The government has identified the following six priorities:
- Reduce the insider threat in high-risk domestic sectors.
- Strengthen the integrity of the UK as an international finance centre.
- Promote integrity across the public and private sectors.
- Reduce corruption in public procurement and grants.
- Improve the business environment globally.
- Work with other countries to combat corruption.
What does this mean in practice?
The strategy paper provides a number of pointers for businesses as to the areas where we can expect change. We provide a summary of some of the provisions that are of most practical relevance.
1. New public beneficial ownership register for overseas legal entities
The government will publish a draft bill in this session of parliament for the establishment of a public register of beneficial ownership of overseas legal entities. The register will require any overseas entities to provide information on their owners and controllers when they own or purchase a property in the UK or participate in central government contracts.
A key objective of this register is to "identify, in a public and easily accessible way, the owners and controllers of overseas legal entities that own property in the UK, increasing transparency and trust in the UK property market and supporting law enforcement in their investigations."
2. Changes to government architecture on economic crime
The government will create a new Minister for Economic Crime in the Home Office, introduce a Ministerial Economic Crime Strategy Board and will establish a National Economic Crime Centre, based in the National Crime Agency. In respect of sanctions, the government will "continue to support the Office of Financial Sanctions Implementation (OFSI) in imposing monetary penalties" and will "continue to assess the effectiveness of financial sanction".
3. Improving the Suspicious Activity Reporting (SAR) regime
The SAR regime was strengthened earlier this year with the introduction of 'super SARs'. In pursuit of a stronger public-private partnership the government will: "reform the SAR regime, upgrading capabilities (including IT) and making the necessary legislative, operational and technical changes".
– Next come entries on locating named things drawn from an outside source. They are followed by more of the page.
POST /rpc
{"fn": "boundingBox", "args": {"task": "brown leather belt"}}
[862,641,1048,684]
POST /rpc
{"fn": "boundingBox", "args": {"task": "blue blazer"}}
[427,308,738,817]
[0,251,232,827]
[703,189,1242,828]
4. Implementation of the remainder of the Criminal Finances Act 2017: April 2018
The provisions of the Criminal Finances Act 2017, one of the most significant developments in the UK anti-money laundering regime in the last decade, are designed to be rolled out on a staged basis. A number of provisions are yet to come into force, including those relating to Unexplained Wealth Orders (UWOs). The government says it "will implement all key elements of the Criminal Finances Act, including Unexplained Wealth Orders, by the end of April 2018 (subject to parliamentary time)."
5. A new corporate offence of failure to prevent economic crime
The strict liability corporate "failure to prevent" offences are currently limited to the sphere of bribery and the facilitation of tax evasion. A 2017 Call for Evidence proposed extending corporate criminal liability to wider economic crimes. The government says it will "consider the findings" and "if appropriate…consult on how new offences might be introduced".